MCP Server

A Model Context Protocol (MCP) server that lets IDEs and agentic systems orchestrate crawling and scraping with WDS. It exposes ready‑to‑use tools and prompts for link discovery, data extraction, and workflow automation — all backed by the WDS API Server.

What You Can Do

Run crawl/scrape workflows with tools (start jobs, follow links, extract fields, check status).
Use one‑shot prompts to guide an agent through discovery and extraction tasks.
Stream large extractions via cursors for efficient, incremental processing.

WDS API Server

WDS API Server provides the core functionality, including the WDS MCP Server.

WDS MCP Server

When the WDS API Server is up and running, the WDS MCP Server can be connected to IDEs:

Visual Studio Code

Here is an official instruction on how to connect MCP servers to Visual Studio Code. Use the following values to connect WDS MCP Server:

Parameter	Value	Description
Name	wds	A name to find the WDS MCP Server among other connected MCP servers
Type	http	WDS MCP Server is connected using the HTTP protocol
URL	http://[host:port]/mcp	A WDS MCP Server URL. If WDS API Server is deployed locally in Docker, the URL appears to be `http://localhost:2807/mcp`

Quick Start

Deploy the WDS API Server (see Server Deployments).
Connect the MCP server in your IDE (see table above).
Try a prompt, for example in VS Code: /mcp.wds.scrape-data with optional urls and mainTask args.

Tools at a Glance

StartJob: create/update a job from a Job Config, return initial Download Tasks.
Crawl: discover follow‑up pages using a selector, return Download Tasks.
Scrape: extract text/attribute values with a selector.
GetDownloadTaskStatus: inspect status, errors, and request/response details.
CrawlMdr: execute hierarchical crawl/scrape plans with cursor‑based results.
CrawlMdrConfig* helpers: build/update multi‑level plans (subs, crawl params, scrape params).
GetCrawlMdrData: fetch the next batch of scraped JSON documents via cursor.
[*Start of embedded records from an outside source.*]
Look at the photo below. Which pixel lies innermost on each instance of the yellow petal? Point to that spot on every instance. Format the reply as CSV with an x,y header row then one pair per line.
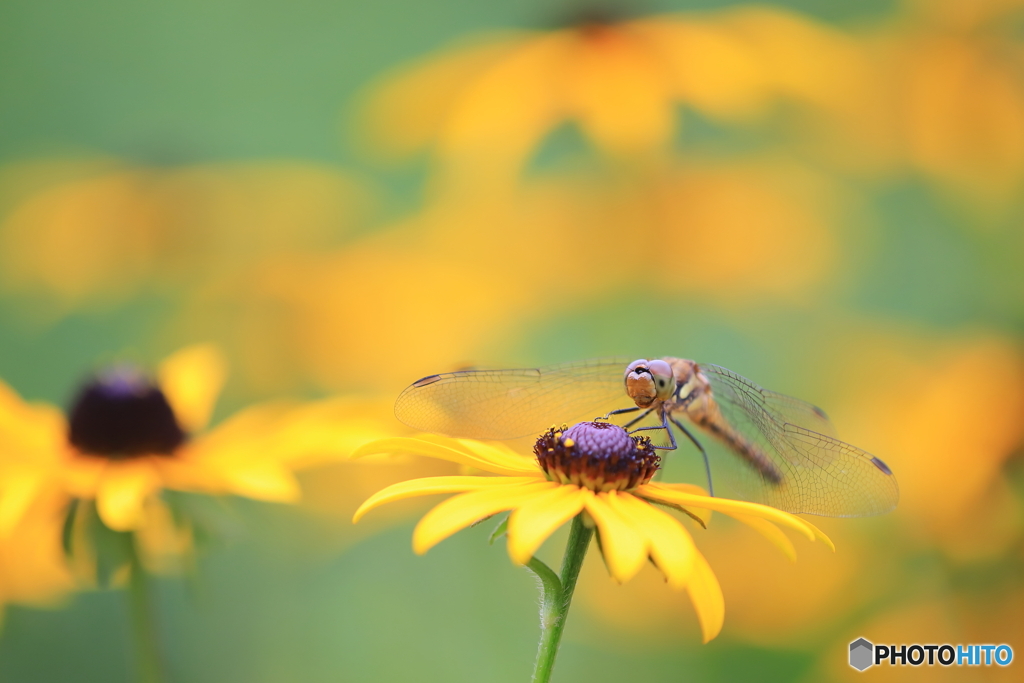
x,y
423,446
262,481
729,507
770,531
819,535
18,492
704,514
497,453
192,380
707,597
531,523
671,546
432,485
617,90
461,511
625,548
122,492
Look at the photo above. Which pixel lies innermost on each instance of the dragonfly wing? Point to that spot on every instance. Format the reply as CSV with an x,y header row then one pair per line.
x,y
510,403
820,474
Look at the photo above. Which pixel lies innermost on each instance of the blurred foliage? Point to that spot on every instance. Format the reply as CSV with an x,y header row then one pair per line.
x,y
823,197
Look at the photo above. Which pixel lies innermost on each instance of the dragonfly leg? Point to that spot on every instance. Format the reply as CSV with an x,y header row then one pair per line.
x,y
664,425
637,419
619,412
711,487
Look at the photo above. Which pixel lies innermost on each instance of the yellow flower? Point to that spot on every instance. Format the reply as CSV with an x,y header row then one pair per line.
x,y
491,102
592,468
126,439
76,231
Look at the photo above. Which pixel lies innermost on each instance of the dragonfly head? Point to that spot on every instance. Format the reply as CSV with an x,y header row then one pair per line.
x,y
647,381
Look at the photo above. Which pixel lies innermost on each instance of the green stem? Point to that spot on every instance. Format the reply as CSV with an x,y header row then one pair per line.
x,y
556,604
143,619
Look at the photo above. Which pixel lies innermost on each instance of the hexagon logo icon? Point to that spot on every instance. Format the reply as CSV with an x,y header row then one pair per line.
x,y
861,654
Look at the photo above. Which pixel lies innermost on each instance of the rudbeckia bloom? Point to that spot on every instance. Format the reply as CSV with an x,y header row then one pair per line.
x,y
493,101
595,470
126,438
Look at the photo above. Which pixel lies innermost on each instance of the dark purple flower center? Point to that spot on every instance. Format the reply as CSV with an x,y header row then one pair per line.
x,y
597,455
120,414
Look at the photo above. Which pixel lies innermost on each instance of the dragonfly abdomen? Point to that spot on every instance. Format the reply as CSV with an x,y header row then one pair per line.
x,y
742,446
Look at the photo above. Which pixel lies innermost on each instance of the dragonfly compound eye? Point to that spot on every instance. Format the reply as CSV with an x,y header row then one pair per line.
x,y
640,383
598,456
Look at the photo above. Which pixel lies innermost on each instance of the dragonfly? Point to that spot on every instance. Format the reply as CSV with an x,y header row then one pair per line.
x,y
762,446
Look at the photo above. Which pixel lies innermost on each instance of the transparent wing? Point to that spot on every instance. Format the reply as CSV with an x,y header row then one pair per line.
x,y
510,403
820,474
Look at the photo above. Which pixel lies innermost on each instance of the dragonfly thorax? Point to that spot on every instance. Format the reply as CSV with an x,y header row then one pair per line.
x,y
647,381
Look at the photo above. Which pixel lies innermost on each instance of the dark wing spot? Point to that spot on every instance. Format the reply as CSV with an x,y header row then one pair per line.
x,y
882,466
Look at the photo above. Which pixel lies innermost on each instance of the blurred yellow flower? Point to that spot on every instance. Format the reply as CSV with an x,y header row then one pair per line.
x,y
127,438
466,276
75,232
486,105
945,97
566,478
948,412
33,568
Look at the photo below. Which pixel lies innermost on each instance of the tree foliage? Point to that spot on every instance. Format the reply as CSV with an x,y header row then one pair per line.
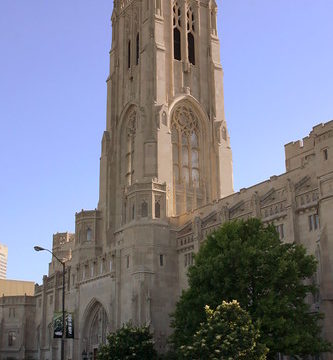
x,y
227,333
129,342
246,261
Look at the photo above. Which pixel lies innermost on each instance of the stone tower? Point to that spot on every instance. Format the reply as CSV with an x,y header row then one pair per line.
x,y
166,149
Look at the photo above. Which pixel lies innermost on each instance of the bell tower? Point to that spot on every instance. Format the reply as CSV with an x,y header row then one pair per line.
x,y
165,109
166,149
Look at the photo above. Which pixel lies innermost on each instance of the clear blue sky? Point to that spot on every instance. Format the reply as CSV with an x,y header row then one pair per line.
x,y
277,58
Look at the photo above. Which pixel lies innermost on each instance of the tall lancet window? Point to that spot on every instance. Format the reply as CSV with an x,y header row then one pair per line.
x,y
129,54
130,147
185,147
137,49
177,25
190,35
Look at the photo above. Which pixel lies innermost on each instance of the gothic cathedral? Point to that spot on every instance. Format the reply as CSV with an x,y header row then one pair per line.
x,y
165,183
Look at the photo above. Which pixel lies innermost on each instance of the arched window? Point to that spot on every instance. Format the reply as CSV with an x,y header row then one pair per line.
x,y
89,234
130,145
157,209
129,54
144,209
191,50
185,146
137,48
190,36
176,32
133,212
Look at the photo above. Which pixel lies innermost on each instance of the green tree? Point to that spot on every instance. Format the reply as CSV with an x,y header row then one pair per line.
x,y
227,333
246,261
129,342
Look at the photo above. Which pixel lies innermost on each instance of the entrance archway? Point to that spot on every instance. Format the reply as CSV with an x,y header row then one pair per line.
x,y
95,329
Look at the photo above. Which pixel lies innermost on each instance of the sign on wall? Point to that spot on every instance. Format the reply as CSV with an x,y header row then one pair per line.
x,y
57,325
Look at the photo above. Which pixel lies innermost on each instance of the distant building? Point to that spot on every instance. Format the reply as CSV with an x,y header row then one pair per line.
x,y
16,288
3,261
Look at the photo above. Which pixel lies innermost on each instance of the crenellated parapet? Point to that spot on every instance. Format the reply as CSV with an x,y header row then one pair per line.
x,y
312,147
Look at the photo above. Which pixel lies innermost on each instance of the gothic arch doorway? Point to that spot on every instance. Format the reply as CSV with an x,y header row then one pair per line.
x,y
96,327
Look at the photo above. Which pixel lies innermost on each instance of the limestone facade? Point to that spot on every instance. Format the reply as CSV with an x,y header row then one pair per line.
x,y
166,182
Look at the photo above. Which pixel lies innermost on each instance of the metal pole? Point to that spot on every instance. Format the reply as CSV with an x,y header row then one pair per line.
x,y
63,314
39,248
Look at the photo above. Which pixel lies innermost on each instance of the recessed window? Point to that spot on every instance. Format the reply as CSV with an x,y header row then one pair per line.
x,y
280,230
177,53
133,212
137,48
157,209
161,260
89,234
188,259
144,208
313,221
129,54
191,50
11,338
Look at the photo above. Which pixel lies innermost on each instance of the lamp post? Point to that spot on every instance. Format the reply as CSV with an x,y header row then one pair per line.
x,y
39,248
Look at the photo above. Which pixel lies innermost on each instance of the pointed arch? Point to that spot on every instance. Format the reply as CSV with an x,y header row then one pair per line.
x,y
95,326
188,127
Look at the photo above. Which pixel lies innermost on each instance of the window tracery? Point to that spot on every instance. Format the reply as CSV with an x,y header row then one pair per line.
x,y
130,146
190,35
177,25
144,208
185,146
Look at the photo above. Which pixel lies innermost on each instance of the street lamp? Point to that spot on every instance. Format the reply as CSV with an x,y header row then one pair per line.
x,y
39,248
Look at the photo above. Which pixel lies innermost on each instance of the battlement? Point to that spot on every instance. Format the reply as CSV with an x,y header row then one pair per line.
x,y
17,300
297,151
60,239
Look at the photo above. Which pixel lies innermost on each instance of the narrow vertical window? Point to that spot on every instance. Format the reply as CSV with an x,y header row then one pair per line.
x,y
137,48
176,44
133,212
310,219
161,260
157,209
129,54
129,156
190,36
144,208
177,24
316,221
191,51
89,234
See full details in MCP Tools.

Prompts at a Glance

ScrapeData: discover pages, define fields, and configure site‑wide scraping to JSON.
Resume: crawl and summarize an entire site into a structured overview.

See full details in MCP Prompts.

Typical Flows

Simple: StartJob → Crawl → Scrape.
Hierarchical (MDR): CrawlMdrConfigCreate/Upsert* → StartJob → CrawlMdr → GetCrawlMdrData (repeat until cursor is empty).

Endpoint and Base Path

Default MCP endpoint: /mcp under the WDS base URL (e.g., http://localhost:2807/mcp).
Helm deployments can add a base‑path prefix via global.ingress.basePath.